LINCOLN, Neb. (DTN) -- For the second time in three years a federal court dismissed a Green Plains Inc. ethanol market lawsuit against Archer Daniels Midland, this time ruling Green Plains would not be allowed to re-file the claims.
In October 2021, Omaha-based Green Plains filed a lawsuit in the U.S. District Court in the District of Nebraska, alleging ADM committed tortious interference with a Green Plains ethanol contract when ADM conducted an alleged scheme to illegally depress the ethanol cash market beginning in 2017.
That case was transferred to the U.S. District Court for the District of Central Illinois, where two other anti-trust cases are pending against ADM.
The Illinois court ruled late last week that Green Plains did not state a claim and failed to identify specific contracts with which ADM allegedly interfered.
Because the court dismissed the case with prejudice, it means Green Plains cannot re-file the claims with the court.
"In order to plead a claim for tortious interference with contract, a plaintiff must plead that a valid contract existed between the plaintiff and a third party," the court said in its order to dismiss.
"This court has previously found that a plaintiff must allege specific contracts with which a defendant interfered for a tortious interference claim to move forward. Plaintiffs have alluded to various contracts with which ADM's alleged manipulations interfered, but plaintiffs have not identified the specific contracts at issue. Plaintiffs have not identified the third parties with whom they had the contracts, any other terms of those contracts, or what specific losses they suffered."
In August 2021, the same court dismissed a Green Plains lawsuit that argued the same claims.
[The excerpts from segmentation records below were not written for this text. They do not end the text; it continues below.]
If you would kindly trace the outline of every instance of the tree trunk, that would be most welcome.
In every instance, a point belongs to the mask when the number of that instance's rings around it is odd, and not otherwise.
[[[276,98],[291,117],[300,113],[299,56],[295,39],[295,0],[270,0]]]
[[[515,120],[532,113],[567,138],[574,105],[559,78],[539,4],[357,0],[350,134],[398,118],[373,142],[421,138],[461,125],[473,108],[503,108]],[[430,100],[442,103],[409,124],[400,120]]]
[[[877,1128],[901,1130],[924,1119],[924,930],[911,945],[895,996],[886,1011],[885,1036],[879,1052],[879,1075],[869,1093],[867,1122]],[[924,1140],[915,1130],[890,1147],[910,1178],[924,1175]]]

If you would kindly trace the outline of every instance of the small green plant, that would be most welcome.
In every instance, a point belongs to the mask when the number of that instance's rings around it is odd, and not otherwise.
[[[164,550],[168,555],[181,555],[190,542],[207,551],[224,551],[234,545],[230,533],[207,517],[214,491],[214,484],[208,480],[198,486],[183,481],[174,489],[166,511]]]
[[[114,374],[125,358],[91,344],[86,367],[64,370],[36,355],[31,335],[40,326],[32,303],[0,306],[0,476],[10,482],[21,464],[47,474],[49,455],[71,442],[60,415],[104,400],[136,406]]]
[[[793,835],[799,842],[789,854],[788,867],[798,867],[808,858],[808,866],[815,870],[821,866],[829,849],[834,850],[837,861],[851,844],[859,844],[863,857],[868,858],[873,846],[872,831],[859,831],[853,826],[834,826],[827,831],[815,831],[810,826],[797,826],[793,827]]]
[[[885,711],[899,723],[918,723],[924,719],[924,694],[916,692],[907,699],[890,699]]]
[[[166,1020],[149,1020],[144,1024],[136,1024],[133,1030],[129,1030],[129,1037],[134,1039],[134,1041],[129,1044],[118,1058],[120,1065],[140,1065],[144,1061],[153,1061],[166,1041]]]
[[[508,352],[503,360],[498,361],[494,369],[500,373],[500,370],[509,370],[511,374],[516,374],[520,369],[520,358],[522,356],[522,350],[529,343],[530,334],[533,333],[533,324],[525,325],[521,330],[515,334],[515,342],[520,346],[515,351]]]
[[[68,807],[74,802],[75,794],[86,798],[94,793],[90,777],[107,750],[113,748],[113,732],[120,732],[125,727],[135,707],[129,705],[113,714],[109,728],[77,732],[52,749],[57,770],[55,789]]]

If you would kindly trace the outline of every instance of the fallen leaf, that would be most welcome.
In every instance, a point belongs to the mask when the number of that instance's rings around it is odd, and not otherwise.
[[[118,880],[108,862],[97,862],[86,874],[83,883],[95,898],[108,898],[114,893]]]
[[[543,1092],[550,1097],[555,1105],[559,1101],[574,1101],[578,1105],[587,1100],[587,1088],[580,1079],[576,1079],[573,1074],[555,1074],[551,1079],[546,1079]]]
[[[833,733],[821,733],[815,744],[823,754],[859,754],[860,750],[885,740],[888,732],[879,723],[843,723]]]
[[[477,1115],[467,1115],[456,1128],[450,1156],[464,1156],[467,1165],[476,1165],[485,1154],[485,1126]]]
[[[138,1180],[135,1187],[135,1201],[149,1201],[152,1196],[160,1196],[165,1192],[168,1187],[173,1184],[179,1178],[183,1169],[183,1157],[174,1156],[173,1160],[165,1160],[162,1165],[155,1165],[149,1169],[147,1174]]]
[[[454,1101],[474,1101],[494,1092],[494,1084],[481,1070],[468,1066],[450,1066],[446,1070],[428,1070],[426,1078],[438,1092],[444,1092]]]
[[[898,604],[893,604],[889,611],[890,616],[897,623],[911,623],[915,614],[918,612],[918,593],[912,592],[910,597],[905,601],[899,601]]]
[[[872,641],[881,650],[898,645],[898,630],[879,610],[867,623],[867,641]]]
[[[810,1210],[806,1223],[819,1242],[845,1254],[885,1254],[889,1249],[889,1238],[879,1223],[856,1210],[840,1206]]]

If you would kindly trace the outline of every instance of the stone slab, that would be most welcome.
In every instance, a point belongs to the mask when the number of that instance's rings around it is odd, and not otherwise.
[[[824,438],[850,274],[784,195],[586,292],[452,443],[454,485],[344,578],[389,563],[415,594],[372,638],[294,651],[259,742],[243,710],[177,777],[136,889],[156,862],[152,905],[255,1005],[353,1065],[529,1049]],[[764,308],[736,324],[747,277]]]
The court ruled the company did not have standing to sue under the Commodity Exchange Act.
Antitrust lawsuits filed by AOT Holding AG and six ethanol companies against ADM remain on track for a 2024 trial.
In November 2020, Wisconsin producers United Wisconsin Grain Producers, Didion Ethanol, Ace Ethanol, Fox River Valley Ethanol, Badger State Ethanol and Iowa producer Pine Lake Corn filed their lawsuit.
Green Plains claimed it suffered damages through lost profits, a diminishment in future earning capacity, "reputational harm," impairment of business relationships and "consequential" losses.
"During the relevant time period, from November 2017 through at least September 2019, ADM routinely acquired financial derivative contracts that went up in value if the price for ethanol at the Argo terminal went down," the lawsuit said.
Green Plains alleged ADM executed a three-step strategy that included lowering prices at the Argo terminal in Illinois by "flooding" the terminal with ethanol to lower the price.
The Argo terminal is the daily location for ethanol trading. The 30-minute trading window at the terminal is considered crucial because it is used to set the daily Chicago benchmark price to determine the value of Chicago ethanol derivatives.
That benchmark is used to price and settle ethanol derivatives on the New York Mercantile Exchange and the Chicago Board of Trade.
Second, Green Plains alleged ADM sold on average 1 million gallons of ethanol daily and adversely affected the pricing of more than 32 million gallons of physical ethanol produced industry-wide each day.
Green Plains said starting in November 2017, ADM was a buyer at the Argo Terminal on the market on close, or MOC, window just once at 210,000 gallons. The MOC window is when traders execute trades as close to the closing price as possible.
Green Plains said ADM, however, "was a seller at all other times for a total of approximately 821 million gallons -- a sea change from their pre-November 2017 trading behavior in which ADM was consistently a buyer."